K-nearest Neighbors (k-NN) is a supervised learning technique that predicts the test data by computing nearest neighbors from training data based on a similarity (distance) metric. The algorithm does not construct a model from the training set, instead, it predicts the test data directly based on similarity with training data.
KNN uses a distance metric, such as Euclidean or Manhattan distance, to determine the similarity between data points. During the prediction phase, the algorithm calculates the distance between the new data point and all training examples, selects the K closest neighbors, and makes a prediction based on the majority class or average value of these neighbors.
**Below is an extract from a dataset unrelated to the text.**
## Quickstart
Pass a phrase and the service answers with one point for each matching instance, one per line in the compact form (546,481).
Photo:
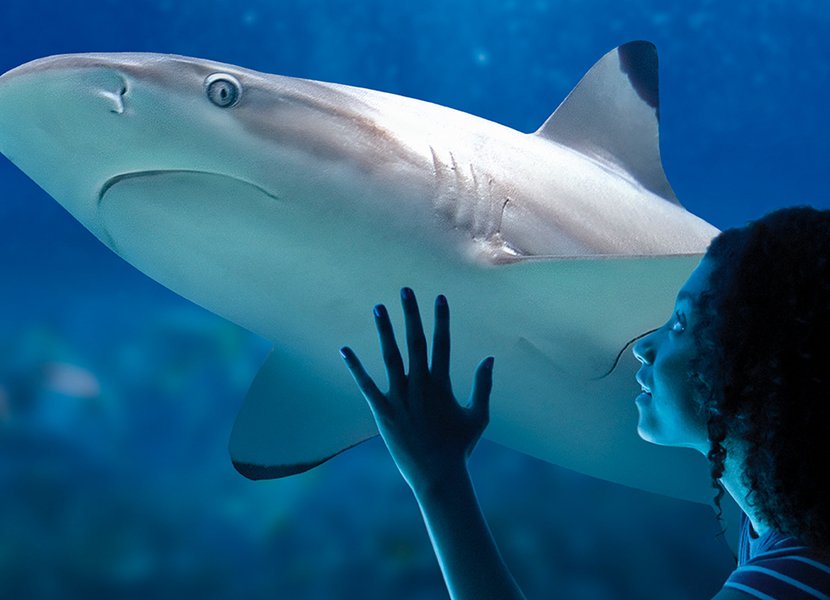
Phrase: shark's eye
(223,90)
KNN is simple and easy to implement, but it can be computationally expensive and sensitive to irrelevant features.
- If K is too small, the algorithm may be too sensitive to outliers.
- If K is too large, the algorithm may not be able to capture the underlying patterns in the data.
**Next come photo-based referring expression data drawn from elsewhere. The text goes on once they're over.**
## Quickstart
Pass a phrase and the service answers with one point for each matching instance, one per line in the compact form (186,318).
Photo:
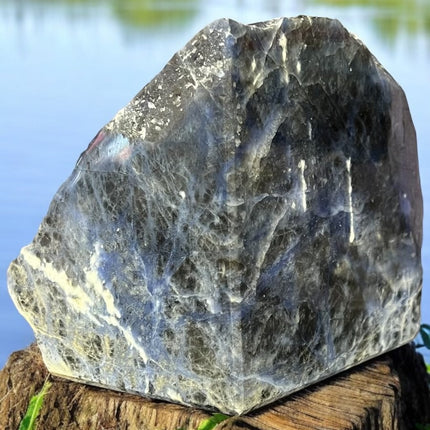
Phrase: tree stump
(390,392)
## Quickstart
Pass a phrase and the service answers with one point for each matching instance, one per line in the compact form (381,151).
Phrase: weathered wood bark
(390,392)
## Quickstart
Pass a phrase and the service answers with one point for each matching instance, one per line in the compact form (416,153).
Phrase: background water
(67,66)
TD_KNN supports classification, regression, and neighbors model types. For classification, the category of the test data is based on a majority vote among the k nearest neighbors. For regression, the test data is assigned a score based on the mean similarity from its neighbors. For neighbors, the function returns the nearest neighbors.
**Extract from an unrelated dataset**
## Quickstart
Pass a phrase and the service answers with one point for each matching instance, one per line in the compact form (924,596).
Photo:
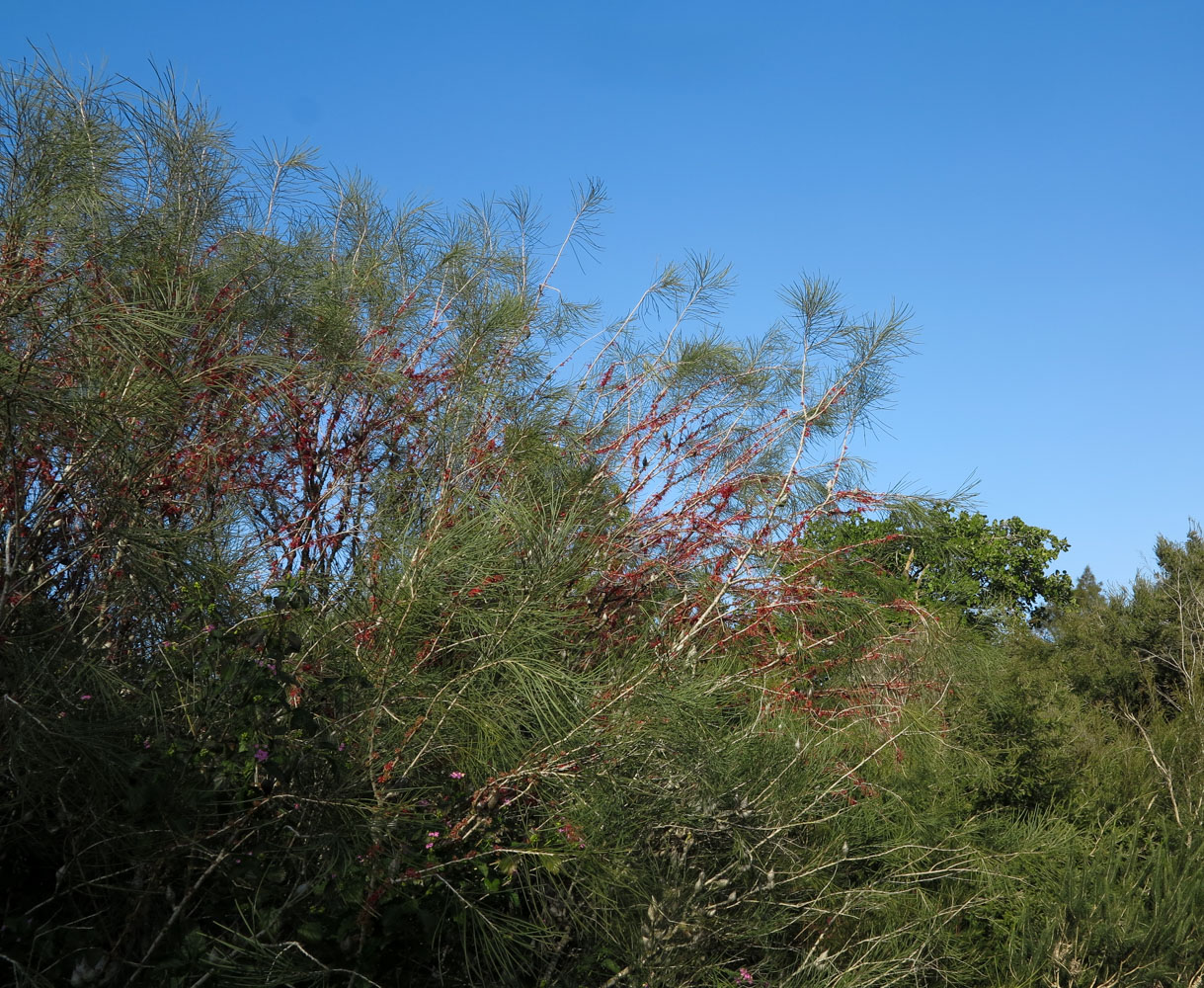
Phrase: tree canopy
(371,615)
The function supports up to 2018 features and 1000 labels for the classification model type.
The function internally calls the TD_VectorDistance function, where the computation complexity is O(N2), where N is the number of rows. Therefore, the query may run significantly longer as the number of rows increases in either the training table or the test table. In such cases, alternative algorithms such as decision trees, random forests, or neural networks may be more appropriate.